American Society for Microbiology
Title: Suppression of T-cell proliferation by CD8+ T cells induced in the presence of protoscolices of Echinococcus multilocularis in vitro
Description:
Immunoregulatory influences of protoscolices (PSC) of Echinococcus multilocularis on murine T-lymphocyte functions have been examined in an in vitro system.
Proliferative responses of spleen cells stimulated with concanavalin A (ConA) or anti-CD3 monoclonal antibodies were depressed by the addition of PSC.
In the presence of PSC, both interleukin-2 (IL-2) production and IL-2 receptor (IL-2R) expression by lymphocytes stimulated with ConA were significantly reduced.

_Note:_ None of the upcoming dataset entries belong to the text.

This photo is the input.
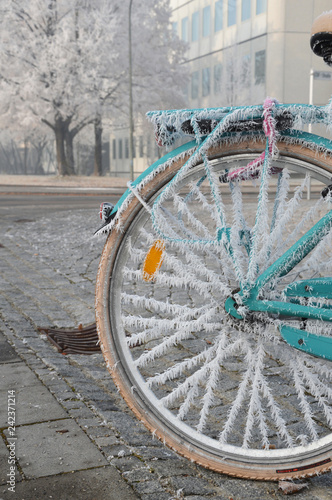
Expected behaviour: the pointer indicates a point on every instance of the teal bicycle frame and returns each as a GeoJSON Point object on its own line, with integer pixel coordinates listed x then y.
{"type": "Point", "coordinates": [248, 295]}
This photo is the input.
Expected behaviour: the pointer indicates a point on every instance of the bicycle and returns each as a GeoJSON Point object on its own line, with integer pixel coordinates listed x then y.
{"type": "Point", "coordinates": [214, 289]}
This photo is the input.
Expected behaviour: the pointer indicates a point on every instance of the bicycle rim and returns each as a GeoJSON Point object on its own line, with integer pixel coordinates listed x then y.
{"type": "Point", "coordinates": [228, 394]}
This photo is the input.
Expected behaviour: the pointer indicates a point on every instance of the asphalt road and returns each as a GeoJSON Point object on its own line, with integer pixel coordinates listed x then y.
{"type": "Point", "coordinates": [18, 206]}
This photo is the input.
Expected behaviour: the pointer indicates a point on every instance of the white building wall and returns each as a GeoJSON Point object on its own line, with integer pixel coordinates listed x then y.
{"type": "Point", "coordinates": [278, 37]}
{"type": "Point", "coordinates": [282, 30]}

However, exogenous IL-2 reconstituted both the ConA-stimulated proliferative responses and IL-2R expression.
These findings suggest that PSC of E.
multilocularis can suppress lymphoid cell responses via influences on IL-2 production.
Indeed, addition of CD(8+)-enriched cells from cultures stimulated with ConA plus PSC to fresh spleen cells showed marked suppression of the ConA responses.
IL-2 production as well as IL-2R expression on the spleen cells so treated were suppressed.
These findings reveal a suppressive immunologic function induced by E.
multilocularis PSC that involves inhibition of IL-2 production and reduction of IL-2R expression.
The PSC-induced CD8+ cells appear to play a key role in the suppressive regulation of host immune responses against E.
multilocularis.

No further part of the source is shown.